Cyprus Jeep excursion
Spend an afternoon having a guided jeep excursion in Cyprus. It’s a fantastic way to cover a lot of ground and learn more about the island. We went on a jeep tour with ‘George’s jeep safari’ and went off-roading around the beautiful Akamas Peninsula and secluded Lara Beach.
The Akamas Peninsula is one of the undeveloped and beautiful parts of Cyprus. Exploring the area requires four-wheel drive off-roading, a keen sense of adventure as well as tolerance for dirt tracks and potholes. We bumped along dirt roads and gazed out towards rugged and remote scenery as our driver gave us a rundown of Cypriot history and facts.
Lara Beach Cyprus
We then went to explore Lara Beach, this remote beach is home to green and loggerhead sea turtles, who come to lay their eggs on the beach. As a result of this, loungers and umbrellas are not allowed on Lara beach in order to protect nesting turtles. We didn’t see any turtles as it was the wrong time of year. This is surely a great excuse to come back to Cyprus thought? The soft sands and crystal clear waters make this quiet beach utterly picturesque and definitely worth a visit. In order to access Lara Beach and the Akamas Peninsula you either need to hike, rent a 4WD or book a jeep safari. Do not attempt the dirt roads in a small rental car, you will get stuck! You can also rent a Quad Bike or Beach Buggy and discover the scenic beauty at your own pace.

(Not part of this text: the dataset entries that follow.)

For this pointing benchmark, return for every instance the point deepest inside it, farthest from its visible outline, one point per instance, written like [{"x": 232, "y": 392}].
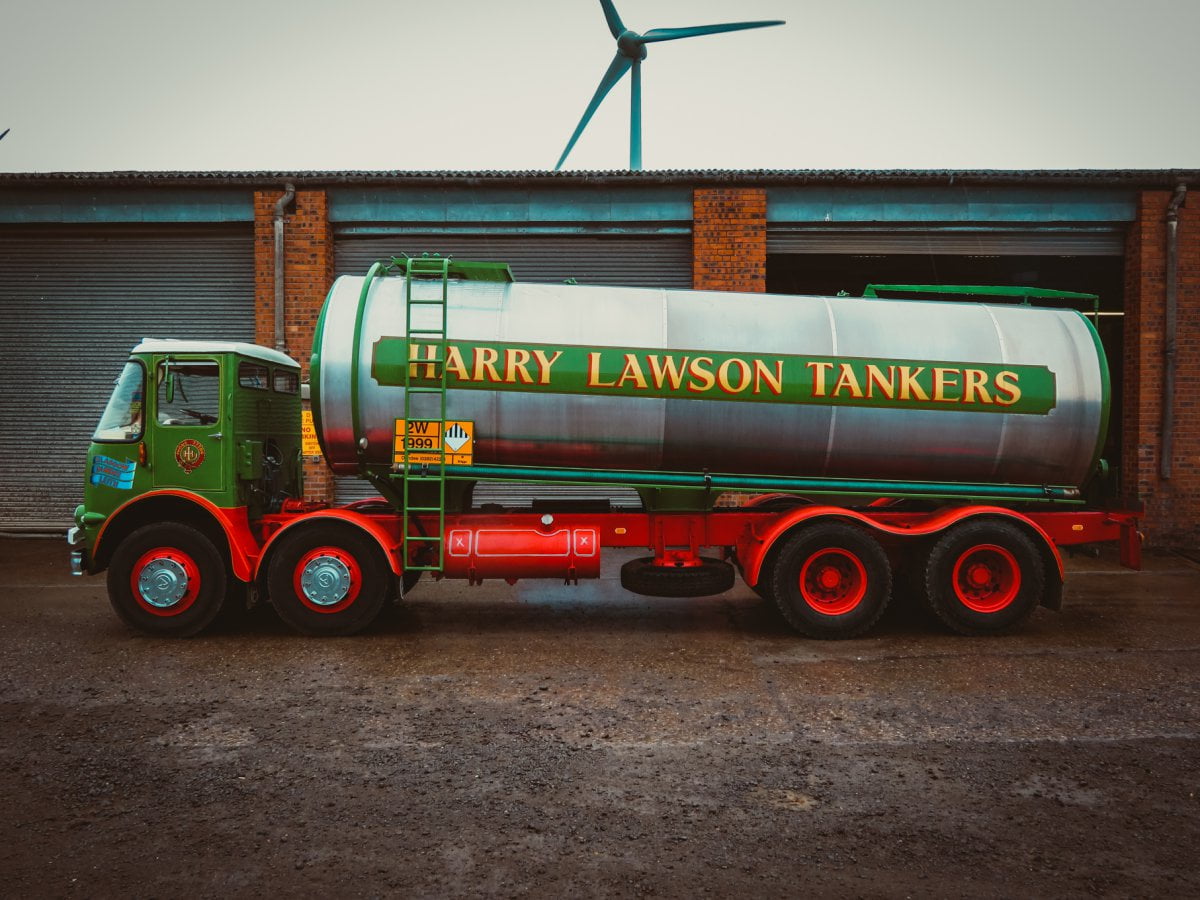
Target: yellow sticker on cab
[{"x": 420, "y": 442}]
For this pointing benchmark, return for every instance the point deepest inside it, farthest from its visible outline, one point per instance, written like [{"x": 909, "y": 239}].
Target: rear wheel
[
  {"x": 167, "y": 580},
  {"x": 983, "y": 577},
  {"x": 328, "y": 580},
  {"x": 831, "y": 580}
]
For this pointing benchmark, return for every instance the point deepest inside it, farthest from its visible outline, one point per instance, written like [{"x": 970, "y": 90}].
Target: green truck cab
[{"x": 204, "y": 426}]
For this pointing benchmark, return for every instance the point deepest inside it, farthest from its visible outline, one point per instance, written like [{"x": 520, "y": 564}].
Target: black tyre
[
  {"x": 328, "y": 580},
  {"x": 712, "y": 576},
  {"x": 984, "y": 577},
  {"x": 831, "y": 581},
  {"x": 167, "y": 579}
]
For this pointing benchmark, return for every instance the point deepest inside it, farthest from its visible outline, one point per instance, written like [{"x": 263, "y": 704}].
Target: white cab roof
[{"x": 154, "y": 345}]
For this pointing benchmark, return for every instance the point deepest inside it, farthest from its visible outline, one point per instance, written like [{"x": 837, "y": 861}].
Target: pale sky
[{"x": 484, "y": 84}]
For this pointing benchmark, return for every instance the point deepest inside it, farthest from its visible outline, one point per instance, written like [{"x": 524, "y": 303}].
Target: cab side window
[{"x": 189, "y": 393}]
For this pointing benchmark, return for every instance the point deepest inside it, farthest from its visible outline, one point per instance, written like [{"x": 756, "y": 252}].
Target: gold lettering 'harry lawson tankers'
[{"x": 954, "y": 442}]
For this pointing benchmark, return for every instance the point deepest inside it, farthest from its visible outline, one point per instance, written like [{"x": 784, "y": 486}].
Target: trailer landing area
[{"x": 551, "y": 742}]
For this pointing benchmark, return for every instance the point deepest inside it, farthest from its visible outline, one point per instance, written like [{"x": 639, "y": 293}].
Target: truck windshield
[
  {"x": 125, "y": 413},
  {"x": 195, "y": 397}
]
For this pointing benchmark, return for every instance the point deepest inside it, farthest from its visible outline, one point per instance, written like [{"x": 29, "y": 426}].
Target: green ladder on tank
[{"x": 432, "y": 271}]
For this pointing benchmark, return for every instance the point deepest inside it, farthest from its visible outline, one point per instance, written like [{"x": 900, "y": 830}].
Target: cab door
[{"x": 190, "y": 450}]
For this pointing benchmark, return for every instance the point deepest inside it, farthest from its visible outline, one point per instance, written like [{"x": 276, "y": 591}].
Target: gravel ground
[{"x": 544, "y": 741}]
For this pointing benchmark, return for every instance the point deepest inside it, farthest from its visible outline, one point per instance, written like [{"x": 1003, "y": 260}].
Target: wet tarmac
[{"x": 543, "y": 741}]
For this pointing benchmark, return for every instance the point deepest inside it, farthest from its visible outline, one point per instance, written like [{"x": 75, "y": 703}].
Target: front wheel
[
  {"x": 983, "y": 577},
  {"x": 831, "y": 581},
  {"x": 167, "y": 580},
  {"x": 328, "y": 580}
]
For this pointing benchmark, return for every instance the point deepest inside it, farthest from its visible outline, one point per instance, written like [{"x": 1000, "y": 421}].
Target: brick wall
[
  {"x": 309, "y": 273},
  {"x": 730, "y": 239},
  {"x": 1173, "y": 505}
]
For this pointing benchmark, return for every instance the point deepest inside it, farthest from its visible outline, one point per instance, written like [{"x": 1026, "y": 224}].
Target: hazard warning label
[{"x": 421, "y": 442}]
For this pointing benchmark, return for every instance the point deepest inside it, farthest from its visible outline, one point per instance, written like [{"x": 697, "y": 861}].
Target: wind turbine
[{"x": 630, "y": 53}]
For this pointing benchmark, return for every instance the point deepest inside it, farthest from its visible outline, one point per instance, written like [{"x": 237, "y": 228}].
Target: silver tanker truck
[{"x": 951, "y": 447}]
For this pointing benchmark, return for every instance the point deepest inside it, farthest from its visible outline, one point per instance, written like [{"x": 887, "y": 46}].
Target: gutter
[
  {"x": 289, "y": 193},
  {"x": 1133, "y": 179},
  {"x": 1170, "y": 329}
]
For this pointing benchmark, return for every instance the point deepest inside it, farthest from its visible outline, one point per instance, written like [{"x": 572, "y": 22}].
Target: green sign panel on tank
[{"x": 709, "y": 375}]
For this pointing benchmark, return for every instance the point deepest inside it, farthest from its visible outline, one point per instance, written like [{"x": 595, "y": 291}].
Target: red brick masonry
[
  {"x": 1173, "y": 507},
  {"x": 309, "y": 274},
  {"x": 730, "y": 239}
]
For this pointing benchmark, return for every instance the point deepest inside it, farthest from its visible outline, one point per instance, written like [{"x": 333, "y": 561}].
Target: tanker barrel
[{"x": 630, "y": 379}]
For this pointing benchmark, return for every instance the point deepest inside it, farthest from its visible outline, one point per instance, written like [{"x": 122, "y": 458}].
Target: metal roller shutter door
[
  {"x": 75, "y": 301},
  {"x": 654, "y": 261},
  {"x": 643, "y": 261}
]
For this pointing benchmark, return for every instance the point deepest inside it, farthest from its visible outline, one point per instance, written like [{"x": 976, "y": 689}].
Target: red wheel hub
[
  {"x": 327, "y": 580},
  {"x": 987, "y": 579},
  {"x": 833, "y": 581},
  {"x": 165, "y": 581}
]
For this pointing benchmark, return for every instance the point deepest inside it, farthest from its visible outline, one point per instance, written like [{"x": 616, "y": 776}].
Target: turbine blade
[
  {"x": 610, "y": 13},
  {"x": 617, "y": 70},
  {"x": 675, "y": 34}
]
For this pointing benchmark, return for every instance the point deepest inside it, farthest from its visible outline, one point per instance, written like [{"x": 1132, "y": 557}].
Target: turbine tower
[{"x": 630, "y": 53}]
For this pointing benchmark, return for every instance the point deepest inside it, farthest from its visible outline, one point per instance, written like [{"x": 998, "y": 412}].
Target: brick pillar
[
  {"x": 309, "y": 273},
  {"x": 730, "y": 239},
  {"x": 1173, "y": 505}
]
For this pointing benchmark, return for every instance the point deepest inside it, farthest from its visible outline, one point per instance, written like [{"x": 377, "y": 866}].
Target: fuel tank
[{"x": 760, "y": 384}]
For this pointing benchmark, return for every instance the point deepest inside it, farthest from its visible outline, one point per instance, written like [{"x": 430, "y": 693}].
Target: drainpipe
[
  {"x": 289, "y": 193},
  {"x": 1170, "y": 328}
]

Laona Valley region Cyprus
We continued on driving towards the Laona Valley region, home to some of the prettiest villages in Cyprus. I loved whizzing past the course, mountainous views and stopping to take some snaps of the scenery around us. The best part of doing a guided tour is that you knot only get a lot of information from your knowledgeable driver, but you also get to cover a lot of ground in a short space of time. This is ideal if you are on a short winter break in Cyprus. You can book a jeep tour for Cyprus online so that you can get a great deal in advance!
Why not book a tour of Cyprus?
Strolling around Paphos harbour with its gentle sea breeze and turquoise blue water is a relaxing way to spend an afternoon. Stop for a cocktail or a glass of local wine at one of the many bars and eateries on the waterfront. I have been informed it can get quite lively in the evening, so get your dancing shoes on darlings and hit those tavernas! You can also jump aboard a glass bottom boat for a trip around the harbour seas to try and spot wildlife and shipwrecks.
The harbour is also home to the iconic Paphos Castle, originally built as a Byzantine fort to protect the harbour. It has functioned as a sea fortress, prison and a salt warehouse over the years and is now a popular tourist attraction. Entrance fee to Paphos castle is €2,50, a proper bargain for history lovers and photographers. As it’s quieter in Paphos in November, you should also be able to get those postcard perfect shot for ‘the gram’ without too many tourists in your shots!
Tombs of the Kings
Tombs of the Kings is an important historic and archaeological site and listed as a UNESCO World Heritage Site. This ancient necropolis site contains many large tombs dating from the 4th century BCE to the 3rd century AD. Whilst there isn’t a massive amount known about the site, archaeologists believe it served as a final resting place for local nobility, rather than royalty, as the name suggests.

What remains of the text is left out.